OCaml Software Foundation: January 2025 update

Happy new year!

This is an update on recent works of the OCaml Software Foundation, covering our 2024 actions – the previous update was in January 2024.

The OCaml Software Foundation is a non-profit foundation (earlier thread) that receives funding from our industrial sponsors each year, and tries its best to spend it to support and strengthen the OCaml ecosystem and community.

The funding volume we receive each year is around 200K€. (For comparison: this is the yearly cost of one experienced full-time software engineer in many parts of the world.) We do not fund people full-time for long periods. Most actions receive from 3K€ to 20K€. The work to prepare and execute actions is mostly done by the (unpaid) Executive Committee. It is currently formed by Nicolás Ojeda Bär, Damien Doligez, Xavier Leroy, Kim Nguyễn, Virgile Prevosto and myself, with administrative personnel provided by INRIA and general assistance by Alan Schmitt.

Our current sponsors (thanks!) are ahrefs, Jane Street, Tezos, Bloomberg, Lexifi, SimCorp, MERCE and Tarides. (If your company would like to join as a sponsor, please get in touch. Unfortunately, we still cannot efficiently process small donations, so we are not calling for individual donations.)

Feel free to use this thread for questions/suggestions :slight_smile:

Recent actions

Education and outreach

We funded a new edition of the Spanish summer school on functional programming in OCaml, organized in Saragossa by Ricardo Rodriguez and Roberto Blanco.

We continued funding the OCaml meetups in Paris and Toulouse, France. In 2024, a new meetup started in Chennai, India (first discuss thread), which we are delighted to support as well.

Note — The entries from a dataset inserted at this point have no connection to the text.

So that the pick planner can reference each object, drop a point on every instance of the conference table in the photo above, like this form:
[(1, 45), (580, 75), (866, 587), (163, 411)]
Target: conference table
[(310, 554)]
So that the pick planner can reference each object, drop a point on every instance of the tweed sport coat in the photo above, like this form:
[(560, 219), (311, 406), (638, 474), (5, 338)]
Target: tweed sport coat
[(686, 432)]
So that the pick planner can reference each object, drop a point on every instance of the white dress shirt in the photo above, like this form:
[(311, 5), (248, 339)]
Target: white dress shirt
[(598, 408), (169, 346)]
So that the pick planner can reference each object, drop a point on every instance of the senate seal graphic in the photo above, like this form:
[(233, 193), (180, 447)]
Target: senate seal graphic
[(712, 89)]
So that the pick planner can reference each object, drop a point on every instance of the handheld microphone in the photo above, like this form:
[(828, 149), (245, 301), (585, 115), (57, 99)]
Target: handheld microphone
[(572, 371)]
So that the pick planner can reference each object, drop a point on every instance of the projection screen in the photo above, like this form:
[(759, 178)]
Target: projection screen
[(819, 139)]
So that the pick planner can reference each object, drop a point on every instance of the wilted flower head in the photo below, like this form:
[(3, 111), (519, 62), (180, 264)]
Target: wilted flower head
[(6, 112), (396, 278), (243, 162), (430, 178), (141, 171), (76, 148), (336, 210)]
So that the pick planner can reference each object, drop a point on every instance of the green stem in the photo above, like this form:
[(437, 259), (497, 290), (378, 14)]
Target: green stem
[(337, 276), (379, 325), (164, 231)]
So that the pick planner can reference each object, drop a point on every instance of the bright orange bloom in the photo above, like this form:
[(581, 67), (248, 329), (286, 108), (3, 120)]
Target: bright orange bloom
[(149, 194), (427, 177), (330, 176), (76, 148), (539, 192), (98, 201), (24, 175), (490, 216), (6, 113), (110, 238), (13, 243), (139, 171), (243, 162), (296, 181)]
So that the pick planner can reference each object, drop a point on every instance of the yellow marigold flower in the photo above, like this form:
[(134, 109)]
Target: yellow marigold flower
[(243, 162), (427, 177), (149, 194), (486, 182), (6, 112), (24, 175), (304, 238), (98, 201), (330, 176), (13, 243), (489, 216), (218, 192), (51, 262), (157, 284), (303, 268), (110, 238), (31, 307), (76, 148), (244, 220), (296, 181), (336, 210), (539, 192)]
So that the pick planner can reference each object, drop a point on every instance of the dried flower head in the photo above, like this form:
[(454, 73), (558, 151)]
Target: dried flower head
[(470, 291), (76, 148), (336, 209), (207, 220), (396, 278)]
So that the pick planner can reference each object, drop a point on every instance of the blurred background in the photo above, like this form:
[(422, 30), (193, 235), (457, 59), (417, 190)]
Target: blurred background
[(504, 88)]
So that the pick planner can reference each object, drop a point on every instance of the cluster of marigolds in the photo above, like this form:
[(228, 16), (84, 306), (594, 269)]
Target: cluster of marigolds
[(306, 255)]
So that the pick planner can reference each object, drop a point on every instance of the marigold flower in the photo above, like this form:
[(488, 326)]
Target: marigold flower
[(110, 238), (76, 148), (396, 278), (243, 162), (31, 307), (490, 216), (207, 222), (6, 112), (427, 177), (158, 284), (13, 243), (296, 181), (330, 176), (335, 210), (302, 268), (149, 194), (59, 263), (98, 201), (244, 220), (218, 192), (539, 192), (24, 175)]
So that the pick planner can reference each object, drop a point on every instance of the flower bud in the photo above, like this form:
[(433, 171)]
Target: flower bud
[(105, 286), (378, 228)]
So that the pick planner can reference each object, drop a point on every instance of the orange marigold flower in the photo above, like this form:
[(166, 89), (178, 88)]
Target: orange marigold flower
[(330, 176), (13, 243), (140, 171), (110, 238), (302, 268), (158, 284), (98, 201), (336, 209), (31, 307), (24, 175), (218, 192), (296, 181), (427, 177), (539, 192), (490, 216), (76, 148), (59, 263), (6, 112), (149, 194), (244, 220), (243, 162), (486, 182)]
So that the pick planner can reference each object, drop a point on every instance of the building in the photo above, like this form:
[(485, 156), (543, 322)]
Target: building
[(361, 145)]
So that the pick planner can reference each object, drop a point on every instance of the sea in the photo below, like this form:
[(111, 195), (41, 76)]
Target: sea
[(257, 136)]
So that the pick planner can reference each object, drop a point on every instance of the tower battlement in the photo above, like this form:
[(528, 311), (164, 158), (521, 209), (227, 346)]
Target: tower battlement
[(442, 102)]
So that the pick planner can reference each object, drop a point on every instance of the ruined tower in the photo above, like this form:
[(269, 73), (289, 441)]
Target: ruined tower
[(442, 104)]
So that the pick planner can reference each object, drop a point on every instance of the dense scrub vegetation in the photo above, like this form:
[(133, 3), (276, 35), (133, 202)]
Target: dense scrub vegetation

We are sponsoring the JFLA 2025, a functional programming conference in France, and an OCaml Bridge Workshop at Functional Conf 2025, a large Asian conference on functional programming.

Research

The OCaml Software Foundation is typically not involved in funding research, focusing on actions that have an immediate impact on the language and its community. Nevertheless, in 2023 we funded one year of post-doctoral work for Takafumi Saikawa in relation to his maintenance work on the type-checker of OCaml. In 2024 we funded one year of research engineer for the Salto project, building a static analyzer for OCaml, and one year of PhD grant for Alistair O’Brien in Cambridge (complementing other funding sources for a full PhD), continuing his impressive work on constraint-based type inference for OCaml.

Ecosystem

Infrastructure

As in previous years, we fund the work of Kate Deplaix to check that the OCaml ecosystem is compatible with upcoming compiler releases; in 2024 Kate worked on OCaml 5.2 and 5.3.

We are trying our best to support the work of opam-repository maintainers, through individual funding grants for the active maintainers. This year, on the suggestion of the repository maintainers, we are also funding the work of Robur to migrate unmaintained packages to a separate archive (discuss thread 1, thread 2).

Tools

In 2024 we have funded one month of maintenance of the opam client by Raja Boujbel and her colleagues.

We renewed our partial support for the work of Antonio Monteiro on Melange. For more Melange news, see for example the announcement of Melange 4.

Libraries

We keep supporting the work of Petter Urkedal on the Caqti library, the main database connection library in the OCaml community.

The Owl library for scientific computing has been restructuring in 2024, with its two maintainers moving to permanent jobs demanding their time and therefore less available. The OCaml Software Foundation is providing a small grant to help the maintainers transition to a different contribution model and/or preserve a part of their maintenance activity, as they think is best.

We have been funding documentation work by John Whitington to collect or create usage examples of important OCaml libraries, prior to their upstreaming in the documentation of each project. See his ocaml-nursery repository.

We support the contributions of Daniel Bünzli to the OCaml ecosystem. This year, Daniel used this support to fund the development of

  • jsont, a new library for declarative JSON data manipulation
  • bytesrw, a library of composable byte stream readers and writes, with support for various compression and hashing algorithms
  • support for Unicode 16.0 in his Unicode libraries

Finally, we have been funding Nathan Rebours to take an active part in the maintenance of the ppxlib project, see his ppxlib maintenance summary.